Ordem militar impede operação de veículos da Nação Media Group
Na última sexta-feira (26/06), o Exército ugandense, liderado pelo general Muhoozi Kainerugaba — filho do presidente Yoweri Museveni —, executou o fechamento compulsório dos principais veículos de comunicação do país. Soldados armados foram posicionados na sede do jornal Daily Monitor, na capital Kampala, enquanto as emissoras NTV e Spark TV tiveram suas transmissões interrompidas. Todos os veículos afetados pertencem ao Nation Media Group, conglomerado de mídia com influência em toda a África Oriental.

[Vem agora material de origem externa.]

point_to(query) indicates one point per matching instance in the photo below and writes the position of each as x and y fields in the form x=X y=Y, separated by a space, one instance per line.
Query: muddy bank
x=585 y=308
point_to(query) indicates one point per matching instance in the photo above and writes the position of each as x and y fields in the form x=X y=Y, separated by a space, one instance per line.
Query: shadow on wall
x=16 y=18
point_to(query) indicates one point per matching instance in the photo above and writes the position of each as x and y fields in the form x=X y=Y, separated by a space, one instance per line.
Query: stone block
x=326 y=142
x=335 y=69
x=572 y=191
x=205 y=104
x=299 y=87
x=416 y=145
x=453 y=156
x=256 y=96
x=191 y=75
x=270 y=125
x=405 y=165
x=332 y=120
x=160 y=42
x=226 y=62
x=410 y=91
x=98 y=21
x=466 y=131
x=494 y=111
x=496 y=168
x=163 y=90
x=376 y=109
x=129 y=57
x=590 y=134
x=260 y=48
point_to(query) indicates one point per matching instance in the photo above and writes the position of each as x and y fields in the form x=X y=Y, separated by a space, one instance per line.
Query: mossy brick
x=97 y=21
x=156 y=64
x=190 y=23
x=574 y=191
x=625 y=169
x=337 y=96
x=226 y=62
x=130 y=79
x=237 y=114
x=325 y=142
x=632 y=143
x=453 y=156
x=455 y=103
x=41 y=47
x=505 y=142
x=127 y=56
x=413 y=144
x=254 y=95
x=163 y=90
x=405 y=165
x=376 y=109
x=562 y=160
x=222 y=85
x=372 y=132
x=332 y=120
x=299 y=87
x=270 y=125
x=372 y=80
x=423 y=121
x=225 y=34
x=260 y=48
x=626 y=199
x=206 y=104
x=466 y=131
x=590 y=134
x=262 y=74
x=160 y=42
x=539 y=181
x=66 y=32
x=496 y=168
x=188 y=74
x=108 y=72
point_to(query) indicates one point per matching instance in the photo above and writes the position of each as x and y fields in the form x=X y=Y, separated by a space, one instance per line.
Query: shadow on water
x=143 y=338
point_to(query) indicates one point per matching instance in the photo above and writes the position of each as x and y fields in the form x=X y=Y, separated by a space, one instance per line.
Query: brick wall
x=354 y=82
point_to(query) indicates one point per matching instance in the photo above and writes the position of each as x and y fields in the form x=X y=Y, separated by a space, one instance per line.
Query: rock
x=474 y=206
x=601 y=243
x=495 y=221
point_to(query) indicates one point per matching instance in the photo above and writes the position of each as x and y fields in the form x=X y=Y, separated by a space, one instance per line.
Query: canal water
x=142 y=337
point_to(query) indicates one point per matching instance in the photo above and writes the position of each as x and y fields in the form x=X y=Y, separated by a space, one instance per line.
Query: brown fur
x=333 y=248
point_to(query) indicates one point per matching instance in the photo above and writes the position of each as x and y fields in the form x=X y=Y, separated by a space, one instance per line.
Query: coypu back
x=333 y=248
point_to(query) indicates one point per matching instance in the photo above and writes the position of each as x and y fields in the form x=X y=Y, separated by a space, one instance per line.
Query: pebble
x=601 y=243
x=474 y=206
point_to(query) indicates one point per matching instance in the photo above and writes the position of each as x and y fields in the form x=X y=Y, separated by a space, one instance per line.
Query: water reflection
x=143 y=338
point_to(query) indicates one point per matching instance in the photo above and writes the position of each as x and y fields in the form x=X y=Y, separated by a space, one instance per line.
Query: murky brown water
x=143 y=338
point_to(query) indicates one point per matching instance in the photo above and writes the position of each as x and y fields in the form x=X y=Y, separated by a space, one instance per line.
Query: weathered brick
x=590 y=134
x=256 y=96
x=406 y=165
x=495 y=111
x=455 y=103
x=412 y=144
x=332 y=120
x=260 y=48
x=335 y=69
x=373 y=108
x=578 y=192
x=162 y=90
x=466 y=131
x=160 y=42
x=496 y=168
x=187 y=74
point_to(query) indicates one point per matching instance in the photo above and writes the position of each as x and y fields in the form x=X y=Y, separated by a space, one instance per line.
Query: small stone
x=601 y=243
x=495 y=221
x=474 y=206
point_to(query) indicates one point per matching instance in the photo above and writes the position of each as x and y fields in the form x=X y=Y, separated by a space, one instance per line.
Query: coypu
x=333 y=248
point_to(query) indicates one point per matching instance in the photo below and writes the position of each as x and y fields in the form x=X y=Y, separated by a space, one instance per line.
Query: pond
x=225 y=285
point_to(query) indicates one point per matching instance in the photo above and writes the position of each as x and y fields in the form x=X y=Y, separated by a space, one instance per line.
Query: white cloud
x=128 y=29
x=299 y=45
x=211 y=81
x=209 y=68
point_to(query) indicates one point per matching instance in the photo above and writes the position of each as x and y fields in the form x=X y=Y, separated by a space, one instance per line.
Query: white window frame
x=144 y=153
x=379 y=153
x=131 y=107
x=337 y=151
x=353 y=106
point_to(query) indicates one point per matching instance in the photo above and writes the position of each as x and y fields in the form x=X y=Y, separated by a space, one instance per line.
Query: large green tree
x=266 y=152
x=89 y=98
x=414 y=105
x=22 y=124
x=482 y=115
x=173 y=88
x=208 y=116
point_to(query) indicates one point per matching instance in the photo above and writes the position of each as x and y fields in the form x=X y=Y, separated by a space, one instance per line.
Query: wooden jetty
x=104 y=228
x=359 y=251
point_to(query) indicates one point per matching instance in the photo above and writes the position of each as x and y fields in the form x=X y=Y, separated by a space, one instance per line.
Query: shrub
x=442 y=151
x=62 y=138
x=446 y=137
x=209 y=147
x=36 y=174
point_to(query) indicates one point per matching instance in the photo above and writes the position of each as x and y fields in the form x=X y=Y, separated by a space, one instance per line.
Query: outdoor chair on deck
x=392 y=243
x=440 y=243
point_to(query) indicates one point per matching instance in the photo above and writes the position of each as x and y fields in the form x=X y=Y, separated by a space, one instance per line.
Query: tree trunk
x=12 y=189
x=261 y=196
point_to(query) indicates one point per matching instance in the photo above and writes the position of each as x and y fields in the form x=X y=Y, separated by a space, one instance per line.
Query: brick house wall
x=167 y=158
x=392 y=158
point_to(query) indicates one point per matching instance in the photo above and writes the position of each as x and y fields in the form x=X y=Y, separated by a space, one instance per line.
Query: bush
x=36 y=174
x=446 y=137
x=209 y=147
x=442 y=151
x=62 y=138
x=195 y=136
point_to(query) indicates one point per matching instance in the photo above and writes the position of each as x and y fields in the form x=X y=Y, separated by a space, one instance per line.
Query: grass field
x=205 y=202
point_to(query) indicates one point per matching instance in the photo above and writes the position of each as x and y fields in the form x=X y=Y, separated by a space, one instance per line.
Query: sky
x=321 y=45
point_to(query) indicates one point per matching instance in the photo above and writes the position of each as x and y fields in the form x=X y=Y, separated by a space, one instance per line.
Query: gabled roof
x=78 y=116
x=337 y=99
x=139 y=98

Declarações do general revelam postura antidemocrática
Em publicações na plataforma X, o general Kainerugaba deixou claro seu desprezo pela liberdade de imprensa ao afirmar: ‘NÃO acredito em uma imprensa livre! A mídia deve ser guiada por quadros da revolução.’. A fala, que ecoa discursos típicos de regimes autoritários, reforça as acusações de organizações de direitos humanos sobre o caráter repressivo do governo ugandense, do qual o general é figura central.
Contexto político: sucessão e controle da informação
O episódio ocorre em um momento de crescente tensão na Uganda, onde o presidente Museveni, 81 anos e no poder há quatro décadas, foi reeleito em janeiro de 2026 em eleições contestadas. Analistas apontam que o líder estaria preparando seu filho, o general Kainerugaba, como sucessor, o que explicaria a escalada de medidas para silenciar críticas e controlar o fluxo de informações no país. Enquanto apoiadores do regime destacam a estabilidade econômica sob o governo Museveni, a comunidade internacional e grupos opositores veem no fechamento de meios independentes um novo capítulo de autoritarismo.